A. 肩ではなく体幹のロールで肘の位置を保ちます。肘は「高いが固めない」が基準です。
Q. 入水が静かにできません。
A. 手首を固めず、指先から滑り込ませます。着水点を肩幅やや内側に固定します。
Q. 呼吸で止まります。
A. 先に吐き続け、吸いは短く。目線は斜め後ろ、片目水中で十分です。
ミニ統計
- 入水の静音化で25mのラップ差が縮小
- 吐き連続でストローク数が1本当たり1〜2改善
- 肘落ち修正でDPSが安定しタイムが揃う
ミニ用語集
静音入水…音と泡を最小にする入水。
高肘(ハイエルボー)…肘を落とさず面を保つ配置。
DPS…距離当たりストローク数の指標。
まとめ
クロールの手の動きは、入水の静けさから始まり、前腕の面づくり、体幹ロールと一致した後方ベクトル、太腿横で終える終端、肘先行のリカバリーで完結します。

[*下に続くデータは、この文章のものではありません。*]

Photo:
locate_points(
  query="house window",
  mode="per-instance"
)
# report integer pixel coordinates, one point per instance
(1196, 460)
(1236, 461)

感覚は言語と数値で裏づけられ、DPSとピッチ、入水音や泡の観察、動画の固定角度比較で再現性が生まれます。ドリルは抽出のための道具であり、必ず素泳へ還元する導線が必要です。
今日からは一回一課題で泳ぎ、各本の終わりに一言の記録を残しましょう。
静音入水と面の一貫性、太腿横での終端、止まらない呼吸と秩序あるキックが揃えば、少ない力で長く速く進めます。練習は積み上がるほど静かに速くなり、再現できる速さがあなたの標準になります。